The site includes about 300 m of rocky foreshore around Penlee Point and the disused Penolva and old Penlee quarries just inland (Figure 4.8). The central mass of the Penlee Sill is seen on the foreshore, while the lower contact is within Penolva Quarry and the upper is exposed in Penlee Quarry. A relatively uniform sill-like body (about 30 m thick) is indicated, with narrow flinty adinoles at the contacts with the normal aureole pelites whose dominant bedding foliation dips eastward at about 25°.

On the foreshore opposite Penlee Point, a small biotitized and heavily spotted pelitic raft is apparently enclosed within the sill. The basic rock is foliated at the contact, with the develop­ment of a cummingtonite–cordierite assemblage (Lacy, 1958) that replaces the usual actinolite–plagioclase association of other altered parts of the sill margins.

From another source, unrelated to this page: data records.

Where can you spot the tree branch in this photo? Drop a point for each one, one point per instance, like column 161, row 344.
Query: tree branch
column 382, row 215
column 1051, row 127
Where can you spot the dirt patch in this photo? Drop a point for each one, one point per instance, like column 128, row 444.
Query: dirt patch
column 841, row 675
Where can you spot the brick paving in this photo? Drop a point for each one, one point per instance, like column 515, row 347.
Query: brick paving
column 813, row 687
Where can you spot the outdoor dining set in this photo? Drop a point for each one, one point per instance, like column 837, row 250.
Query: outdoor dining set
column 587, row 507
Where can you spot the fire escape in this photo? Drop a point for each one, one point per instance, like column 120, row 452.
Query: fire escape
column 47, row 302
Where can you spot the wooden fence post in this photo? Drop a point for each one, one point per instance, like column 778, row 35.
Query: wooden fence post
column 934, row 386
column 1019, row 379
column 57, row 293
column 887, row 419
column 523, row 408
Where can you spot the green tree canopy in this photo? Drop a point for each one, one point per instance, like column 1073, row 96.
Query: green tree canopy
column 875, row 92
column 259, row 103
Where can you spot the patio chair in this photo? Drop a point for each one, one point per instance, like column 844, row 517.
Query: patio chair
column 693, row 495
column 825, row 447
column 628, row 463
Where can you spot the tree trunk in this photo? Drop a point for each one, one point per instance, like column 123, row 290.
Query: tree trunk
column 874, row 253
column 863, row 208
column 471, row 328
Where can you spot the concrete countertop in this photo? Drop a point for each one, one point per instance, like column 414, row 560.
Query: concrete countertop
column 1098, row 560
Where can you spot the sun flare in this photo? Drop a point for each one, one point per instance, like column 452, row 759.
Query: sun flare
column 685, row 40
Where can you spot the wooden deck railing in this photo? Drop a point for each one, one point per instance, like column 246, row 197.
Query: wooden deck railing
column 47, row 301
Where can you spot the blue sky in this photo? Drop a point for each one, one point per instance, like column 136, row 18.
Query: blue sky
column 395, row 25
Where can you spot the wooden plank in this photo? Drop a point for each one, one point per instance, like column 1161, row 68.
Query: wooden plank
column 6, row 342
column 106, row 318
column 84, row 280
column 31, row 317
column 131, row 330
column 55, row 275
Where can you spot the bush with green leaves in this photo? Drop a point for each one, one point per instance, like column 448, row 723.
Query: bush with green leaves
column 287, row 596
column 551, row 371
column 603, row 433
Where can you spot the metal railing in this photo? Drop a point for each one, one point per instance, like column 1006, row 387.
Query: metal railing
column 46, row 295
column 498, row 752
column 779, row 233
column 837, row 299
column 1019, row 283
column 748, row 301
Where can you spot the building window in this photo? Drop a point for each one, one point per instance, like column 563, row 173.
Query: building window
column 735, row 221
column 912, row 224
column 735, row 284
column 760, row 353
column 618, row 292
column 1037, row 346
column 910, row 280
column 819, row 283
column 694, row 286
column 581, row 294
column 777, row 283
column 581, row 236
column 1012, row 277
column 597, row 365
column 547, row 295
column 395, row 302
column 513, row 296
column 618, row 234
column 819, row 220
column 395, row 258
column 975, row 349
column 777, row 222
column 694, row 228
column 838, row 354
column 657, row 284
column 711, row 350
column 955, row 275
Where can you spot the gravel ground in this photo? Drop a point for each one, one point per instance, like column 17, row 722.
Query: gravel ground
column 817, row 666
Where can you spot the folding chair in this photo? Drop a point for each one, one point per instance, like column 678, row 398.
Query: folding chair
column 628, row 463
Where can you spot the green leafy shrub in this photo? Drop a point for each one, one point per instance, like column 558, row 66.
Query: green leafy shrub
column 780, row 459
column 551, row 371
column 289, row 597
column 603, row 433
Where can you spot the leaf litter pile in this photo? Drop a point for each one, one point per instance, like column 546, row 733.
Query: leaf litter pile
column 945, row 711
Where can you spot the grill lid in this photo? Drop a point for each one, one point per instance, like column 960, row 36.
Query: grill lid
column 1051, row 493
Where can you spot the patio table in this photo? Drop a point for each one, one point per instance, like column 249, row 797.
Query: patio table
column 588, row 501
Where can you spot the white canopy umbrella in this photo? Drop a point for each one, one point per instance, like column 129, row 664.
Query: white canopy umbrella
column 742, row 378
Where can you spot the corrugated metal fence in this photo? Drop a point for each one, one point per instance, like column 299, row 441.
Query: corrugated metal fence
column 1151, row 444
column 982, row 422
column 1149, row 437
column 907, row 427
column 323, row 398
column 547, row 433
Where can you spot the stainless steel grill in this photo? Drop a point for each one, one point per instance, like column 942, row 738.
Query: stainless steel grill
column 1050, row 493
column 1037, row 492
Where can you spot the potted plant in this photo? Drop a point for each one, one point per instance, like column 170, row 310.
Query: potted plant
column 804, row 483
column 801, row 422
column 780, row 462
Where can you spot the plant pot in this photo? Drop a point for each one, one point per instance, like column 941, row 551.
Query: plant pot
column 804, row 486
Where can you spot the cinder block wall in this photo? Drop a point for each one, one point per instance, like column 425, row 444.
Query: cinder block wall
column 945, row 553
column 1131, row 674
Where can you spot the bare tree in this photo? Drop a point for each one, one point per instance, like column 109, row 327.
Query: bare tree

The sill is within the granite aureole; it shows the superimposed effects of albite–epidote hornfels facies of contact metamorphism on a variably textured and differentiated basic intrusive. The marginal zones are fine-grained, actinolite–albite–ilmenite-dominated hornfelses derived from a doleritic precursor, whereas the central portion is a coarser metagabbro with relict pyroxene fringed by actinolite, and calcic plagioclase parti­ally replaced by albite. Other secondary minerals include chlorite, minor epidote, quartz, white mica and sphene. Owing to the low-grade nature of the alteration, these effects are similar to those exhibited by the regionally metamorphosed, mas­sive greenstones seen in south Cornwall. The direct effects of contact alteration, however, are seen in the patchy development of metamorphic biotite replacing fibrous actinolite or nucleating on ilmenite grains, and this gives the normally greenish rock a brown tinge. Later, granite-induced hydrothermal effects are the variable chloritization of mafic constituents and the devel­opment of large, zoned, blue tourmaline (schor-lite) crystals replacing altered matrix (Figure 4.9). Asbestiform actinolite veinlets are also common, together with small irregular pockets of late amphibole within the metagabbroic portion of the sill. In the small cove next to the lifeboat house, a large quartz vein with smaller apophyses intrudes a variably biotitized greenstone which has been almost totally chloritized adjacent to the vein.

Interpretation

The site provides a compact example of a small greenstone sill that has undergone low-grade contact metamorphism by the Land's End Granite. Contact-metamorphic biotite, together with rela­tively late-stage hydrothermal effects can be demonstrated. Assemblages are typified by albite–actinolite, whereas nearer the granite (Penlee Quarry at Newlyn) albite–hornblende is charac­teristic for this part of the aureole (Floyd, 1966a). It has a mildly alkaline composition, not dissimilar to the evolved basic metadolerites on the coast near Penzance and, in this respect, is different from other more massive, chemically primitive, dolerite/gabbro intrusives typical of south Corn­wall generally (for example, Cudden Point, de­scribed below). Its relationship to the pipe-like (feeder?) intrusion at Penlee Quarry is not clear, but the latter has a different composition, even allowing for hydrothermal alteration effects.

An unusual feature, at Penlee Point proper, is the development of a cummingtonite–cordierite assemblage in the marginal zone of the intrusive adjacent to the enclosed pelitic raft. This prob­ably developed from contact metamorphism of an altered and foliated Ca-poor marginal facies of the dolerite generated during initial regional defor­mation.

Conclusions

The alkali-dolerite sill at Penlee Point displays a coarse, gabbroic inner zone and raft of pelitic sediment. When the later Land's End Granite was emplaced nearby, spectacular low-grade meta­morphic (albite–actinolite and cummingtonite–cordierite) and metasomatic (tourmaline-bearing) mineral assemblages were developed across the sill, its rafts and the enclosing country rock.